Senede bir kez ürün veren kahve ağacından toplamda 560 gram kahve çıkarmış ki bu da kahve tutarının yüksek olmasının bir cevabı...
Bir de kahvenin işlenme dakikasının en iyi kavrulma ayarı 11 dakika imiş...
Bir de kahve, aromalı filan olmazmış, ancak o aroma denilen kahve ağacının yetiştiği yerdeki bitki veya coğrafi konumundan değişebilirmiş...
Oğlak ve yengeç dönenceleri arasındaki tropikal alanda yetişirmiş en iyi kahve ki ağaçlar volkanik bölge civarındaysa içiminde hafif bir is kokusu veya farklı aromalar alabilirmişsiniz...
Kızkardeşimle gittik kahvenin hikayesini dinlemeye, kahvelerimizi içip keklerimizi yedik sonra üzerine bir de herhangi bir Starbuck mağazasında kullanmak üzere kahve kuponumuzu aldık mesut çıktık oradan...

Siz de böyle buyrun...

Sıcacık Fırından Gelen Hamur Kokusu Gibi Koksa Ev Her Daim...

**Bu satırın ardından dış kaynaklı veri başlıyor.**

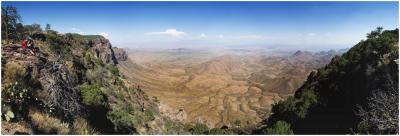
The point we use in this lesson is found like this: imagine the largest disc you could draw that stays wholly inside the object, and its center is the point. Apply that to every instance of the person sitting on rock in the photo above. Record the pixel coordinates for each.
(24, 44)
(28, 44)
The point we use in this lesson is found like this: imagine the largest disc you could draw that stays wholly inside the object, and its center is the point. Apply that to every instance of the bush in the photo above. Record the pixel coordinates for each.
(198, 129)
(307, 98)
(81, 127)
(46, 124)
(14, 72)
(123, 121)
(280, 128)
(92, 95)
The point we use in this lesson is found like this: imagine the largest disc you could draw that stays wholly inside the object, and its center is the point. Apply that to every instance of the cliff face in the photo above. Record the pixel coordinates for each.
(106, 52)
(72, 80)
(355, 93)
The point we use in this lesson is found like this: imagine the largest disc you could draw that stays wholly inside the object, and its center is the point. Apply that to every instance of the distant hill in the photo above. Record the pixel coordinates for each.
(355, 93)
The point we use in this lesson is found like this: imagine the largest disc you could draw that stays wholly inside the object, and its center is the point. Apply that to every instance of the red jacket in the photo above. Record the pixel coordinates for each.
(24, 44)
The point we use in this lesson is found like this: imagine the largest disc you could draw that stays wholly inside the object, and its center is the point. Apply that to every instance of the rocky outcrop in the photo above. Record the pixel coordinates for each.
(106, 52)
(54, 85)
(120, 54)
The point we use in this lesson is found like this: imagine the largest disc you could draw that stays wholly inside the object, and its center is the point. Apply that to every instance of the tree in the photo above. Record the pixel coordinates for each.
(47, 28)
(280, 128)
(10, 18)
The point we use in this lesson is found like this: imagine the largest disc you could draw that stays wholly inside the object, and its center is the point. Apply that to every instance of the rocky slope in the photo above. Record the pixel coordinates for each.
(232, 89)
(355, 93)
(71, 85)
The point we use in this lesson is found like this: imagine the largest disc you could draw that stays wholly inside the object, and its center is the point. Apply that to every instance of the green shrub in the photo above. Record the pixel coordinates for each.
(198, 129)
(123, 121)
(280, 128)
(363, 127)
(307, 98)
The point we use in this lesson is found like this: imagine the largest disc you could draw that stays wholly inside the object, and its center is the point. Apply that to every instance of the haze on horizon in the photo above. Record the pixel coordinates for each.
(281, 25)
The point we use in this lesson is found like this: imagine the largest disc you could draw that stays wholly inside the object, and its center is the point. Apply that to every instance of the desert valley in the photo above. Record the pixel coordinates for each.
(231, 87)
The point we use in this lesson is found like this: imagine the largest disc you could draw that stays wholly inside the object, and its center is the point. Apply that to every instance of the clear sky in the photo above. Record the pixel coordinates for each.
(312, 25)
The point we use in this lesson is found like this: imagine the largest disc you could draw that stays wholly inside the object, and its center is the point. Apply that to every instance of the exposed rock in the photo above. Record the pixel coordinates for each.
(56, 88)
(104, 50)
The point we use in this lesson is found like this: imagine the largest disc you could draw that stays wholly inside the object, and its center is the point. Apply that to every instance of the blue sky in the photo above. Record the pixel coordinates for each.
(308, 25)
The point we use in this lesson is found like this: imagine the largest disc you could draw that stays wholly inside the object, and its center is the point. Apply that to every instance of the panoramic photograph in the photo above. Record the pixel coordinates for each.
(199, 67)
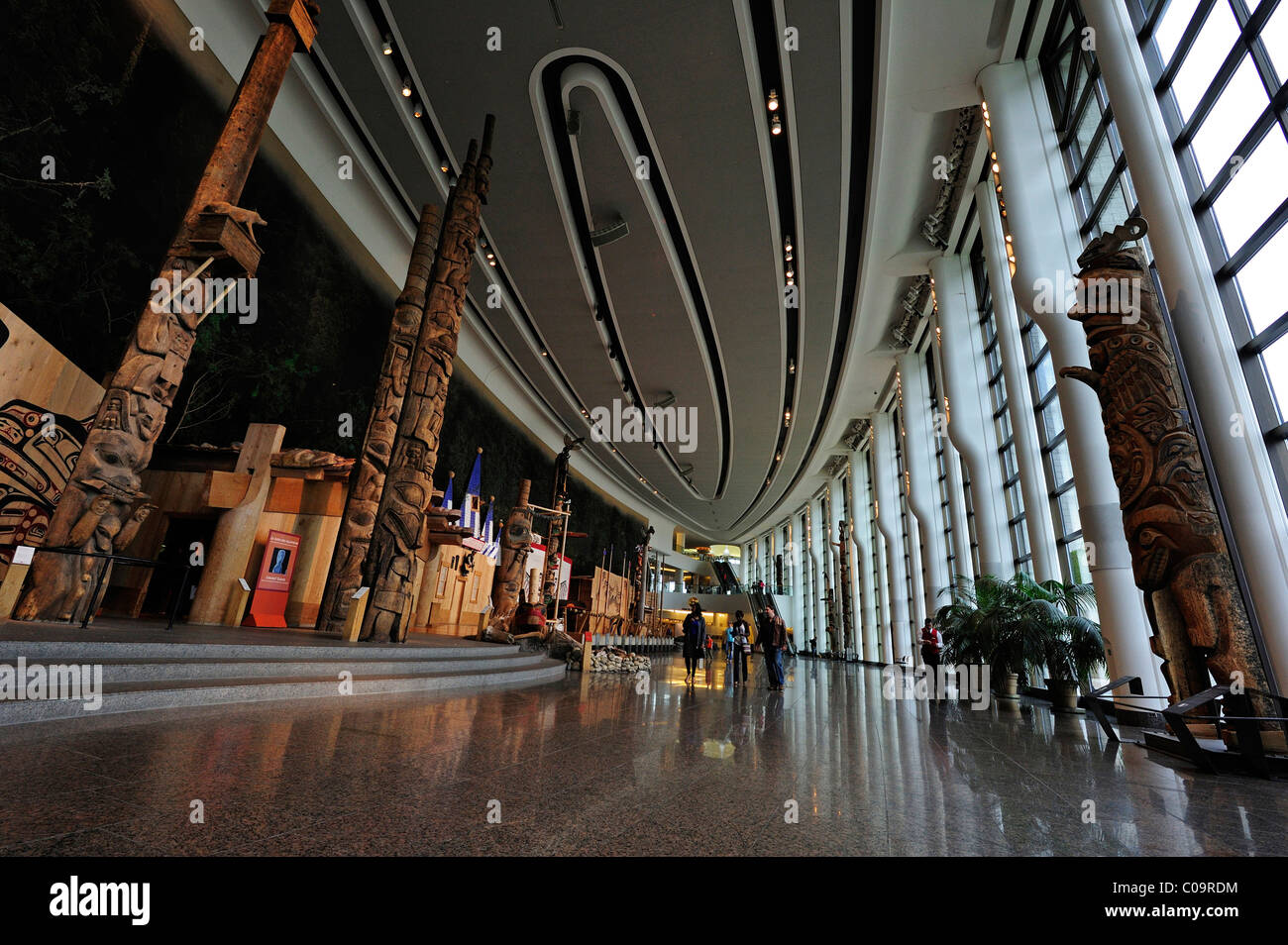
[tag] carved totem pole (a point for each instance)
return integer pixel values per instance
(553, 566)
(368, 480)
(1180, 559)
(103, 505)
(398, 532)
(846, 609)
(507, 580)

Bugün sırf o kokuyla sarmalansın diye ev kalktım hamurla oynaştım, içine de peynir koydum fırından taştı ki, benim fırın da mutfakda değil enteresandır arka odadan dağıldı kokusu eve dalga dalga...
Sonra dedim bu dalgayı bir de yumuşatıcının kokusuyla perçinleyeyim...
O da tamam ama iki parti dememiştim hesaplarım tutmadı...
Sonra dedim ben en iyisi aşure işini de hale yola koyayım...
Yıl geçtikçe kendimle duyduğum gurur tavan yaparken tekebbüre bulaşmayıp hiç, bu sene geçen sene yaptığım gibi cevizi içine atıp da simsiyah etmedim...
Güneş pencereden vurmuş da, kalın perdeden süzülen ışığı benim aşure tenceresine olanca ışığını akıtmış gibi...
Velhasıl yorgunlukla mutlu huzurlu keyifli gün arası salınım benimki...

17 Aralık 2009 Perşembe

Geceyi Bundan Seviyorum... Usturuplu Cümle Kuramadığım Gerçeğini Örtüyor...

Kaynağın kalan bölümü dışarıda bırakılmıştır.